The network receives input data
Data moves through the layers (forward propagation)
Calculate the error
Backward propagation. We adjust the given parameters of our network.
Usually, it will be the derivative of our error with respect to the parameter
Iterate through that process, depending on the number of batches.

Programming of Basic Network

In this Medium post, there is a very good explanation of the mathematical principles behind neural nets and how to implement basic networks. I recommend the reader to follow the tutorial if you are interested in completely building a network from scratch. In my GitHub repository for this post, you can find my implementation of this blog with some code improvements, changes in the project structure also with some additional activation functions.

I would like to walk you through the Convolutional Neural Network implementation, as these are some of the most popular Deep Learning networks today, we will revisit these several times in the future when we apply them through well-known frameworks.

Convolutional Neural Network (CNN)

We will try two implementations of CNN one with two convolutional layers and one with just one layer. We will as well compare the results when using different types of activation functions.

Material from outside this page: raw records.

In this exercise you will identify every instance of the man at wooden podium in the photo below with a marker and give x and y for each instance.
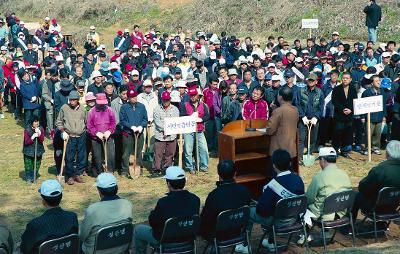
(282, 125)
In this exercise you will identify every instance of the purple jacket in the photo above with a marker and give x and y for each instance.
(100, 121)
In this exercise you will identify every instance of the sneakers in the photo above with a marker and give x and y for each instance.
(269, 246)
(240, 248)
(302, 239)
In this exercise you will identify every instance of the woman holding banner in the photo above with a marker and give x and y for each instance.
(165, 145)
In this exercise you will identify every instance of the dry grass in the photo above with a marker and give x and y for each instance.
(21, 202)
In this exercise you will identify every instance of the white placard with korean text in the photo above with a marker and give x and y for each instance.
(179, 125)
(309, 23)
(368, 105)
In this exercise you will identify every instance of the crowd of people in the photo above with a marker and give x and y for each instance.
(111, 104)
(111, 209)
(117, 98)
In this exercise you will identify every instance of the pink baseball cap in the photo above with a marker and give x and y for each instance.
(193, 91)
(101, 99)
(165, 96)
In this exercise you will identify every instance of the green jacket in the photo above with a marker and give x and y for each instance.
(100, 214)
(329, 180)
(385, 174)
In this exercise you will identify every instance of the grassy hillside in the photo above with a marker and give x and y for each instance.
(243, 17)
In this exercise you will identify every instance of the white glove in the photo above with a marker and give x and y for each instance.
(305, 120)
(37, 130)
(100, 135)
(107, 134)
(64, 136)
(35, 135)
(314, 120)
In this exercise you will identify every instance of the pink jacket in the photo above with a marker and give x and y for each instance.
(255, 109)
(100, 121)
(210, 98)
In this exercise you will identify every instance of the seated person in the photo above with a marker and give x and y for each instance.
(178, 202)
(6, 241)
(53, 223)
(264, 211)
(385, 174)
(111, 209)
(227, 195)
(327, 181)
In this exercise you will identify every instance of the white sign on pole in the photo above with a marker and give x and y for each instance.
(368, 105)
(309, 23)
(179, 125)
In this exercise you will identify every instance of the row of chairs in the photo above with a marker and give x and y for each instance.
(236, 220)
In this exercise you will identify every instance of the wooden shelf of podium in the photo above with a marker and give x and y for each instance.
(249, 156)
(249, 151)
(250, 178)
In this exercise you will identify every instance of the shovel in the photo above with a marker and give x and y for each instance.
(148, 154)
(134, 169)
(35, 161)
(308, 159)
(60, 176)
(105, 155)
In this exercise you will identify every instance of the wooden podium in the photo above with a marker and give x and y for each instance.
(249, 151)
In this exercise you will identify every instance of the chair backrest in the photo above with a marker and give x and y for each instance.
(388, 196)
(185, 228)
(339, 201)
(113, 236)
(233, 219)
(64, 245)
(287, 208)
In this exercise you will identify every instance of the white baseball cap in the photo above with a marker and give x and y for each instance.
(326, 151)
(114, 66)
(181, 84)
(105, 180)
(276, 78)
(96, 74)
(386, 54)
(135, 72)
(174, 173)
(147, 82)
(50, 188)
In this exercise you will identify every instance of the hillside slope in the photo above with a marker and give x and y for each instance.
(257, 18)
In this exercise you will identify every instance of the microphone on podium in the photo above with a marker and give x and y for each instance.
(250, 128)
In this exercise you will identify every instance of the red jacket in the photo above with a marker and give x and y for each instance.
(255, 109)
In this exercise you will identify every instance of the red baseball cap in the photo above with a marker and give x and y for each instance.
(165, 96)
(132, 93)
(193, 91)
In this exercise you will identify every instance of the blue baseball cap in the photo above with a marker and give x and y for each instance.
(268, 76)
(386, 83)
(242, 90)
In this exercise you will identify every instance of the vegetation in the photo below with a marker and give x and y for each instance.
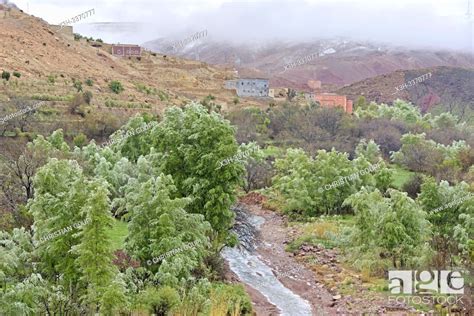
(5, 75)
(390, 187)
(150, 176)
(116, 86)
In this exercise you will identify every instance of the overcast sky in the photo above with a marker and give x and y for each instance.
(414, 23)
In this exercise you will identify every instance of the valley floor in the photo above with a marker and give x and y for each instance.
(305, 280)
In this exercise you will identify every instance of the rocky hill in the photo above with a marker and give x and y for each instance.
(50, 61)
(445, 89)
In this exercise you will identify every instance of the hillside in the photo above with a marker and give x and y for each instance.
(334, 61)
(49, 63)
(448, 89)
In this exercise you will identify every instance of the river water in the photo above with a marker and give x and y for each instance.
(245, 263)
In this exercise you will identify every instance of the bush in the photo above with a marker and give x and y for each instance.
(74, 106)
(87, 97)
(78, 85)
(413, 185)
(80, 140)
(6, 75)
(51, 79)
(159, 301)
(116, 86)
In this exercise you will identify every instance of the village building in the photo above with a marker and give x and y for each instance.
(4, 11)
(249, 87)
(314, 84)
(333, 100)
(65, 30)
(126, 50)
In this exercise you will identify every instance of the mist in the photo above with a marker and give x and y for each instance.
(419, 24)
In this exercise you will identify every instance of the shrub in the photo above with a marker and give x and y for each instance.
(87, 97)
(78, 85)
(413, 185)
(74, 106)
(116, 86)
(159, 301)
(51, 79)
(6, 75)
(80, 140)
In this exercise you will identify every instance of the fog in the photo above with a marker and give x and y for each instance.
(416, 24)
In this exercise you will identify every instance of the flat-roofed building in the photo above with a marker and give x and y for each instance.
(126, 50)
(334, 100)
(249, 87)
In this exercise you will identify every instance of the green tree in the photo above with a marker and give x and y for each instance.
(94, 250)
(449, 208)
(162, 236)
(116, 86)
(393, 227)
(193, 143)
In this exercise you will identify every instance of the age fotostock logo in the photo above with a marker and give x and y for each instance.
(425, 282)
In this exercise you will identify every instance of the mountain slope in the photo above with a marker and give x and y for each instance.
(446, 89)
(337, 61)
(30, 46)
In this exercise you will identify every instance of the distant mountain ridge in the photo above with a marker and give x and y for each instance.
(339, 61)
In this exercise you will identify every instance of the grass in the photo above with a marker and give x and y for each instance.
(400, 176)
(321, 232)
(118, 233)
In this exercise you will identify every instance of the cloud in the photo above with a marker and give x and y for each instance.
(421, 23)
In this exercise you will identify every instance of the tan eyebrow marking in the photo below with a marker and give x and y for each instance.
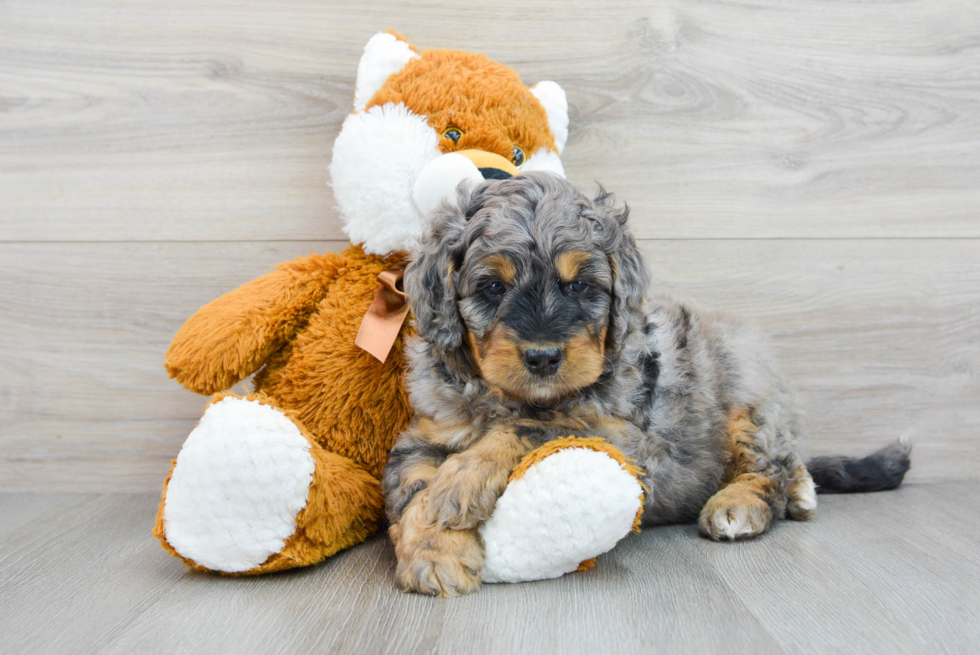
(568, 264)
(502, 266)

The architecture of the convolutional layer looks the following way:

With Convolution Layers using the following code for forward and backward propagation:

class ConvolutionLayer(Layer):
    """
    A layer that uses convolution, based on math from
    https://medium.com/@2017csm1006/forward-and-backpropagation-in-convolutional- 
    neural-network-4dfa96d7b37e

    Attributes:
    - input_shape = (i,j,d)
    - kernel_shape = (m,n) size of filter
    - layer_depth = output_depth

    Methods:
    - forward_propagation
    - backward_propagation
    """

    def __init__(
        self,
        input_shape: tuple[tuple[int], tuple[int], int],
        kernel_shape: tuple[int],
        layer_depth: int,
    ) -> None:
        self.input_shape = input_shape
        self.input_depth = input_shape[2]
        self.kernel_shape = kernel_shape
        self.layer_depth = layer_depth
        self.output_shape = (
            input_shape[0] - kernel_shape[0] + 1,
            input_shape[1] - kernel_shape[1] + 1,
            layer_depth,
        )
        self.weights = (
            np.random.rand(
                kernel_shape[0], kernel_shape[1], self.input_depth, layer_depth
            )
            - 0.5
        )
        self.bias = np.random.rand(layer_depth) - 0.5

    def forward_propagation(self, input: np.ndarray[float]) -> np.ndarray[float]:
        self.input = input
        # initialize output to zero
        self.output = np.zeros(self.output_shape)
        for k in range(self.layer_depth):
            for d in range(self.input_depth):
                # use np convolve with valid to not have the zero padding
                self.output[:, :, k] += (
                    signal.correlate2d(
                        self.input[:, :, d], self.weights[:, :, d, k], "valid"
                    )
                    + self.bias[k]
                )
        return self.output

    #
    def backward_propagation(
        self, output_error: np.ndarray[float], learning_rate: float
    ) -> np.ndarray[float]:
        """
        Calculates errors and backprop dE/dW, dE/dB, dE/dY, input error=dE/dX
        """
        in_error = np.zeros(self.input_shape)
        dWeights = np.zeros(
            (
                self.kernel_shape[0],
                self.kernel_shape[1],
                self.input_depth,
                self.layer_depth,
            )
        )
        dBias = np.zeros(self.layer_depth)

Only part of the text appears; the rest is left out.